Fig. 7: Deep multi-task learning architecture. | npj Climate and Atmospheric Science

Fig. 7: Deep multi-task learning architecture.

From: Deep multi-task learning for early warnings of dust events implemented for the Middle East

Fig. 7

For every timestamp t, meteorological input tensor xt, time feature ft, and in situ PM10 level yt are passed to an encoder network which returns a code ct. The encoder is composed of stacked CNN layers which consist of batch-norms (BN), convolutions (Conv) with ReLU activations; and transformers + residual blocks (ResBlock) which consist of (spatial) positional encoding, a multi-head attention network, and a feed-forward network; lastly fully connected (FC) layers transform the output into a 512-element vector, ct. The decoder network receives ct and returns a regional PM10 prediction \({\hat{z}}_{t}\). The decoder is composed of stacked CNN layers and deconvolutional (deConv) layers.
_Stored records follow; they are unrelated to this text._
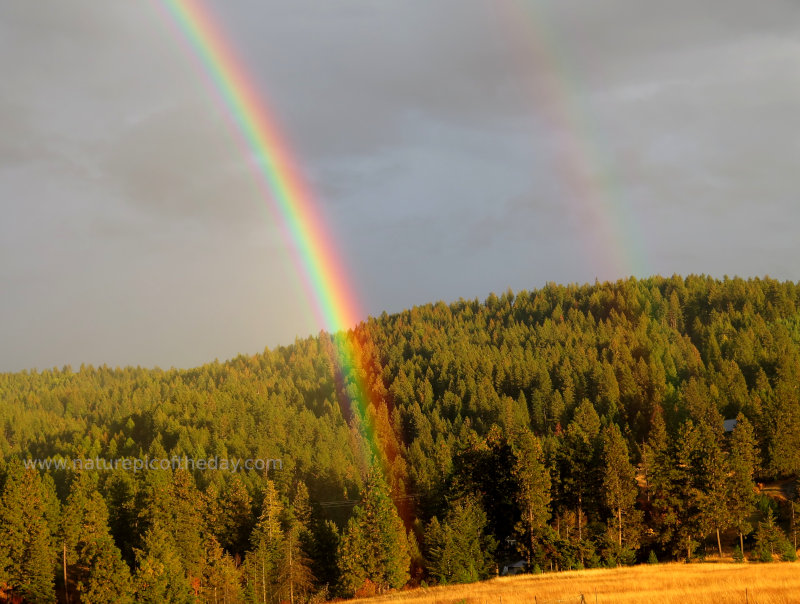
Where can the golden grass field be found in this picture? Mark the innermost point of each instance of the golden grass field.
(711, 583)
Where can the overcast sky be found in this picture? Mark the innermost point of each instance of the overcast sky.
(454, 147)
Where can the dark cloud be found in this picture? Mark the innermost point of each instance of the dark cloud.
(454, 146)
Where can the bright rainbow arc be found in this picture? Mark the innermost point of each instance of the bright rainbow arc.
(290, 200)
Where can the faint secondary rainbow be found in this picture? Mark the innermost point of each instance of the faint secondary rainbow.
(610, 230)
(290, 201)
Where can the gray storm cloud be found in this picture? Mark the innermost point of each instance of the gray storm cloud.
(432, 133)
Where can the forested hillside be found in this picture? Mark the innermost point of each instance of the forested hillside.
(567, 426)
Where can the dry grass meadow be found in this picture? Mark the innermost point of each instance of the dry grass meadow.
(711, 583)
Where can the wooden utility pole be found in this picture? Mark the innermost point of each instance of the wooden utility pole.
(64, 561)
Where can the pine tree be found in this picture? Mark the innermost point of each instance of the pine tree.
(295, 580)
(102, 575)
(25, 536)
(713, 489)
(263, 559)
(533, 490)
(619, 487)
(236, 520)
(220, 579)
(374, 546)
(188, 523)
(160, 576)
(743, 460)
(458, 549)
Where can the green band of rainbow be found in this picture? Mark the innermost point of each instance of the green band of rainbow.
(290, 201)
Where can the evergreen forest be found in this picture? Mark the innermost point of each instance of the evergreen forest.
(566, 427)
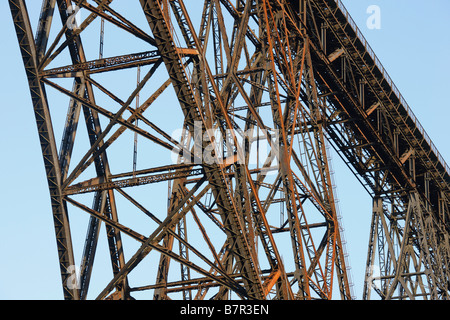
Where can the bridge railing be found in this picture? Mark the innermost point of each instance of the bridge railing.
(392, 84)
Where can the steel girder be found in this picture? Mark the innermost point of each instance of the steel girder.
(294, 75)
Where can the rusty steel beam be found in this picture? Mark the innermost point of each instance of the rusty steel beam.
(214, 213)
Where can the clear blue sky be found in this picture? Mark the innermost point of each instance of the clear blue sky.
(412, 44)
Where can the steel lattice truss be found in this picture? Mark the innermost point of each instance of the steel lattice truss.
(240, 203)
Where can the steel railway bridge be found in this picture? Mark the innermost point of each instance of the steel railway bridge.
(206, 214)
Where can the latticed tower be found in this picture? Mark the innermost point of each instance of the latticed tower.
(192, 151)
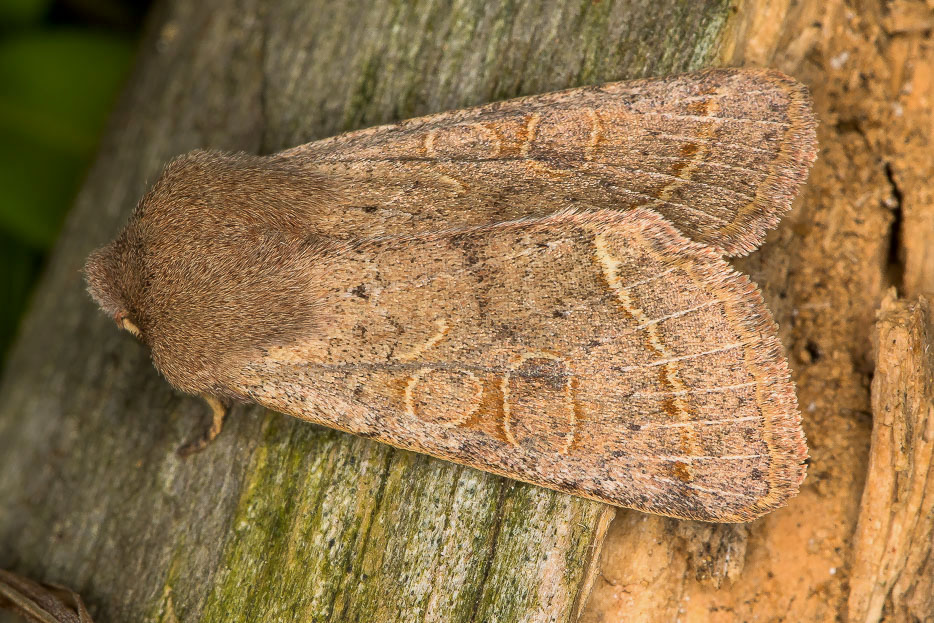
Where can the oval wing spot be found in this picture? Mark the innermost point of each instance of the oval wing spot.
(445, 397)
(539, 411)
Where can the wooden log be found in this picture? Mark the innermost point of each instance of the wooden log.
(280, 520)
(892, 557)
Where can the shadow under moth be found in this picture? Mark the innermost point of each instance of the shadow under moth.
(536, 287)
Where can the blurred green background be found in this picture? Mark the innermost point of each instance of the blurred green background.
(62, 64)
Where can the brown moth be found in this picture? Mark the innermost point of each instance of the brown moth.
(535, 287)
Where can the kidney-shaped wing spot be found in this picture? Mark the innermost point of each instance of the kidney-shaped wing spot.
(605, 355)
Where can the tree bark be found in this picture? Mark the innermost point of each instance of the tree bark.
(281, 520)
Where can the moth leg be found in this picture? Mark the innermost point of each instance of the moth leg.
(219, 411)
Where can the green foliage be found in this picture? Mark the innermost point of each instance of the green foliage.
(57, 86)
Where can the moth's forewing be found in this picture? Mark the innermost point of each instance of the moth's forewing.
(601, 354)
(720, 154)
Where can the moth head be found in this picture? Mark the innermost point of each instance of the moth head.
(108, 276)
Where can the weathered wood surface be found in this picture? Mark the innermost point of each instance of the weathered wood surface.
(280, 520)
(892, 547)
(864, 224)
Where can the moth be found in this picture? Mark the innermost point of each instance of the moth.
(535, 287)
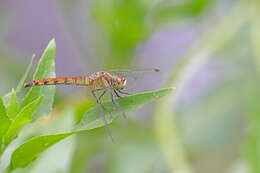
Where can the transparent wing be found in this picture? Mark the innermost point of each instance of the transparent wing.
(138, 80)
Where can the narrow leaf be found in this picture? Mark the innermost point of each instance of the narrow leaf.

A sequence of codes ct−N, . . . , ct are transferred to the classifier network which returns a single local PM10 forecast \({\hat{y}}_{t+k}\). The classifier is composed of a concatenation (Concat) of N codes, dropout (Drop) with rate 0.5, BN, FC, and ReLU activation, which follows an additional FC layer with a softmax activation. The local and regional tasks are solved simultaneously through optimizing a weighted loss.